Capacitor

Capacitor: Concepts and Formulas

A capacitor is a two-terminal passive electrical device that stores energy in the form of an electric field. It is widely used in electronic circuits for storing energy temporarily, filtering signals, and managing timing operations.

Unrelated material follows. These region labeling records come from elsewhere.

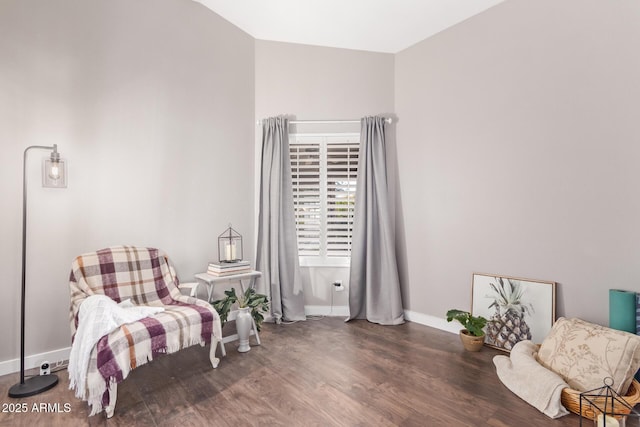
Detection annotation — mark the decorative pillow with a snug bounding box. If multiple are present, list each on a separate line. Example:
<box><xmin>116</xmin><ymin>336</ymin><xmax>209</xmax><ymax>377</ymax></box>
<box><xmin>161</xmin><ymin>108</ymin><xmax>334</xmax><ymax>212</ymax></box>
<box><xmin>538</xmin><ymin>317</ymin><xmax>640</xmax><ymax>395</ymax></box>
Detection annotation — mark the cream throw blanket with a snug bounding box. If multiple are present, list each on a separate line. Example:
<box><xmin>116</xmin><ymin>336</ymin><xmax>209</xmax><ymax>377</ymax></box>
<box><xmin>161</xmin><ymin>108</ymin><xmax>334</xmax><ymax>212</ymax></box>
<box><xmin>68</xmin><ymin>295</ymin><xmax>164</xmax><ymax>400</ymax></box>
<box><xmin>493</xmin><ymin>340</ymin><xmax>569</xmax><ymax>418</ymax></box>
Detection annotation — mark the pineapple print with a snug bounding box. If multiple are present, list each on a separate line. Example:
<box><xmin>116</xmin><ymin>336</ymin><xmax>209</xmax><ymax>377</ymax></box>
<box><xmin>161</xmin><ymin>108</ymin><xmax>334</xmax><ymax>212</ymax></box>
<box><xmin>487</xmin><ymin>277</ymin><xmax>533</xmax><ymax>350</ymax></box>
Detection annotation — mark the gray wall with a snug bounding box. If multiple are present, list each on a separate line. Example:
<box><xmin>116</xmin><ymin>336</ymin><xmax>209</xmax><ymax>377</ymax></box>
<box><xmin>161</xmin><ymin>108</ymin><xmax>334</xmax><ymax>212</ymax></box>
<box><xmin>0</xmin><ymin>0</ymin><xmax>255</xmax><ymax>368</ymax></box>
<box><xmin>395</xmin><ymin>0</ymin><xmax>640</xmax><ymax>325</ymax></box>
<box><xmin>255</xmin><ymin>40</ymin><xmax>394</xmax><ymax>313</ymax></box>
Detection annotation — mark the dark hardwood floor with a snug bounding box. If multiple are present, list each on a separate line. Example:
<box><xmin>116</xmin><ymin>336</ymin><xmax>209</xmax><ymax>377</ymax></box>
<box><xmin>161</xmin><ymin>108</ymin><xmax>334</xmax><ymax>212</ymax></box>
<box><xmin>0</xmin><ymin>318</ymin><xmax>579</xmax><ymax>427</ymax></box>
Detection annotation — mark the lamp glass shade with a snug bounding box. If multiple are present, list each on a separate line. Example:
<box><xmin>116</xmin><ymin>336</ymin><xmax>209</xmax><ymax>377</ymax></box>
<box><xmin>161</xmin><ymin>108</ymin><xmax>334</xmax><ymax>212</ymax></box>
<box><xmin>218</xmin><ymin>226</ymin><xmax>243</xmax><ymax>262</ymax></box>
<box><xmin>42</xmin><ymin>157</ymin><xmax>67</xmax><ymax>188</ymax></box>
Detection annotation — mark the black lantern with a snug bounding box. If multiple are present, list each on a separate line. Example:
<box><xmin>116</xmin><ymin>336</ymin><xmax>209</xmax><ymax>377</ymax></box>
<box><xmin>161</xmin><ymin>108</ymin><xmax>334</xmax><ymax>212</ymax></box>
<box><xmin>218</xmin><ymin>224</ymin><xmax>242</xmax><ymax>262</ymax></box>
<box><xmin>580</xmin><ymin>377</ymin><xmax>640</xmax><ymax>427</ymax></box>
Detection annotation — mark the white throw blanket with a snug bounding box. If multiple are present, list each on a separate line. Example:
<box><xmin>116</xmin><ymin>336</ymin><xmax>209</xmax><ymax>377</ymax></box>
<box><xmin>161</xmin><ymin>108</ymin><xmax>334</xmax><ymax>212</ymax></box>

Charge and Voltage Relationship

The charge stored in a capacitor is directly proportional to the voltage across its plates:

q ∝ V → q = CV

Where:

• q = charge on the plates
• V = voltage difference across the two plates
• C = capacitance of the capacitor

Capacitance and Its Unit

Capacitance refers to the capacity of a capacitor to hold electric charge in relation to the applied voltage:

C = q / V

Its SI unit is the Farad (F), where:

1 F = 1 Coulomb/Volt

Since 1 Farad is very large, practical capacitors are usually measured in microfarads (μF), nanofarads (nF), or picofarads (pF).

Electric Field Between Plates

The electric field E between the plates of a parallel plate capacitor is given by:

E = V / d = σ / (ε₀ε_r) = q / (A ε₀ ε_r)

Where:

• V = potential difference
• d = separation between the plates
• σ = q / A = surface charge density
• ε₀ = vacuum permittivity
• ε_r = relative permittivity (dielectric constant)
• A = area of each plate

Deriving Capacitance from Field Equation

Using C = q / V and substituting from the electric field expression:

C = ε₀ε_r A / d

If the space between the plates is vacuum or air (ε_r = 1), then:

C = ε₀ A / d

General Case with Multiple Dielectric Layers

For capacitors with layered dielectrics of varying thickness, the effective capacitance is:

C = ε₀ A / (Z·d / ε_r)

Where Z·d / ε_r represents the effective dielectric-adjusted thickness.

Capacitance of Multi-Plate Capacitors

For capacitors with n plates connected alternately, the equivalent capacitance becomes:

C = (n − 1) ε₀ ε_r A / d

Capacitance of a Spherical Conductor

For an isolated spherical conductor of radius r in a medium with permittivity ε_r, the potential is:

V = q / (4π ε_r r)

Therefore, the capacitance is:

C = q / V = 4π ε_r r

Hence, capacitance is directly proportional to the radius:

C ∝ r

Summary of Key Formulas

• q = CV
• C = ε₀ A / d (for air)
• C = ε₀ ε_r A / d (with dielectric)
• C = (n − 1) ε₀ ε_r A / d (multi-plate capacitor)
• E = V / d = q / (A ε₀ ε_r)
• C = 4π ε_r r (spherical conductor)

Understanding these fundamental equations and their derivations is essential for mastering capacitor-related problems. Practice numerical applications of these formulas to build a strong conceptual foundation.